Улыбнувшись, я пожал его протянутую руку и распрощался, напоследок узнав, чего он хочет, и мне не понравилось его желание: уважаемый мной Валентин Белькевич жаждал нашей крови.

Да, товарищеский (а вернее, совсем не товарищеский, ибо заруба будет еще та!) матч – не бог весть что, одной игры недостаточно для того, чтобы команда сыгралась. По сути этот матч – наше боевое крещение.

Как говорил Черчесов – контрольный матч, за который мы сами поставим себе оценку.

На улице свежий ветер развеял впечатление от встречи с легендарным Белькевичем, и я придумал кое-что еще. Я же сегодня самый крутой парламентер и могу убедить кого угодно в чем угодно! Чтобы талант не работал вхолостую, я набрал Жеку. Вот теперь он точно не соскочит! Мои аргументы должны перевесить его жадность и чувство собственной важности.

Он сто пудов купится на двести тысяч, обещанных за выход в первую лигу!

Пока слушал протяжные гудки, в голову пришла еще более прекрасная идея. Мне нужно было не домой, а ко Льву Витаутовичу.

Глава 3. Я не трус, но я боюсь

Жека и Игнат так и не ответили. Зато Тирликас снял трубку сразу же, и я выпалил:

– Лев Витаутович, нужна ваша помощь…

Через час я сидел у него дома и понимал, что спешить с разговором ни в коем случае нельзя. Мой бывший тренер заваривал чай в прозрачном чайнике и ничего не спрашивал, я молчал, ждал удобного случая. Только усевшись в кресло и выставив на стол конфеты, он отхлебнул чаю и кивнул.

– Рассказывай.

Вместо того, чтобы излагать проблемы команды во всех деталях, я коротко брякнул:

– Начальник «Титана» – говно. – И отхлебнул из чашки. – Он не заинтересован в том, чтобы мы нормально играли. Его нужно менять.

Витаутович усмехнулся.

– А сам он меняться согласен?

– Он нам пригрозил своим увольнением.

– Хм. Это мог быть шантаж. Не подумал?

Я потянулся к конфете, снял обертку со знакомым с детства изображением верблюда и прежде, чем отправить ее в рот, спросил:

– За три тысячи вряд ли кто-то пойдет…

Наблюдая, как Витаутович поджимает губы, я начал все понимать без объяснений.

– Государство развивает спорт. Если команда выигрывает, выделяются большие средства, проводятся через завод. – Тирликас потарабанил пальцами по столешнице. – Сечешь?

Секу. Все примерно как на беспредельных боях. Заводу выгодно, чтобы команда выигрывала. Отсюда такая возня и интриги даже в несчастной Второй лиге.

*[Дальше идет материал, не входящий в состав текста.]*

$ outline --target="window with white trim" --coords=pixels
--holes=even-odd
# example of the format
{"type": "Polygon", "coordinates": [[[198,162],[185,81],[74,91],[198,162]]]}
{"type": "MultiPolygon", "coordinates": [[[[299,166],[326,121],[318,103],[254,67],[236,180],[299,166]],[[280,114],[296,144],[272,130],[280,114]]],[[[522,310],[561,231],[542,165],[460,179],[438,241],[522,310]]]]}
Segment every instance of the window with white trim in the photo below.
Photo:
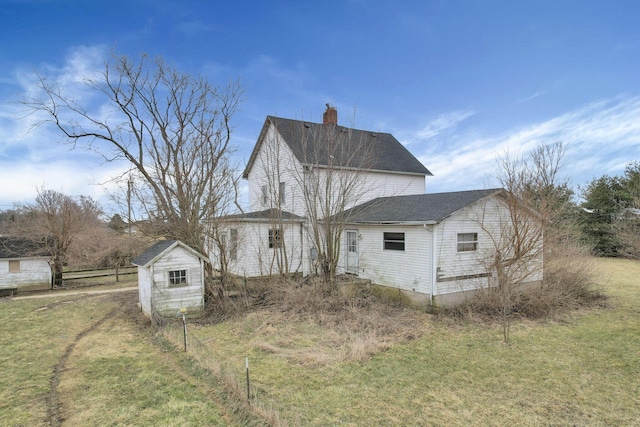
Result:
{"type": "Polygon", "coordinates": [[[232,228],[229,230],[230,236],[230,248],[229,248],[229,258],[231,261],[236,261],[238,259],[238,229],[232,228]]]}
{"type": "Polygon", "coordinates": [[[187,270],[170,270],[169,271],[169,287],[186,286],[187,270]]]}
{"type": "Polygon", "coordinates": [[[9,260],[9,273],[20,273],[20,260],[9,260]]]}
{"type": "Polygon", "coordinates": [[[404,251],[404,233],[383,233],[384,249],[404,251]]]}
{"type": "Polygon", "coordinates": [[[478,249],[478,233],[458,233],[458,252],[472,252],[478,249]]]}
{"type": "Polygon", "coordinates": [[[279,228],[269,230],[269,248],[282,247],[282,230],[279,228]]]}
{"type": "Polygon", "coordinates": [[[282,207],[284,205],[284,182],[281,182],[278,186],[278,206],[282,207]]]}

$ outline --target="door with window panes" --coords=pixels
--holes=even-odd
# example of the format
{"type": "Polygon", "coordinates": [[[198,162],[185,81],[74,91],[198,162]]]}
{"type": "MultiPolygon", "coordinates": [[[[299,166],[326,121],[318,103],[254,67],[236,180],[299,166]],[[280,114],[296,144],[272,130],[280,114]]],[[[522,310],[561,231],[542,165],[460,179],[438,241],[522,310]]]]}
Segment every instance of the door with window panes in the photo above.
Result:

– Филимонов и Смирнов подкупали судей и игроков. Значит, им выгодны победы, – озвучил я свои мысли.

Лев Витаутович щелкнул пальцами.

– Именно!

– А у футболистов зарплата по три тысячи… Воруют?

Витаутович плотоядно улыбнулся.

– Если ваш начальник начнет хвататься за свое место – сто процентов! – Он посмотрел, прищурившись. – Одного я не понимаю, на кого вы собрались его менять и каким образом?

Слова сами сорвались с губ:

– На вас.

Он чуть чаем не подавился. Поставил чашку и рассмеялся.

– Ты серьезно?

– Совершенно серьезно.

– Чтобы ловить воров, есть специальное ведомство. Не мое. Да и я давно на пенсии. К тому же в футболе я мало что смыслю.

Неужели все-таки талант не подействовал на одаренного? Поразмыслив немного, Лев Витаутович сказал:

– Ладно. Обещаю подумать, если ты скажешь, зачем это мне.

Слова столпились в голове, начали возмущенно толкаться, и я выпустил их:

– А ведь действительно – зачем? Зачем я играю в футбол, где все покупается и продается, когда мог бы колотить бабло на боях без правил? Зачем учитель снова и снова объясняет геометрию туповатому ученику? Зачем врач лечит больного, который все равно умрет? Зачем милиционер ловит вора? Иногда ведь выгоднее его не ловить. Понимаете?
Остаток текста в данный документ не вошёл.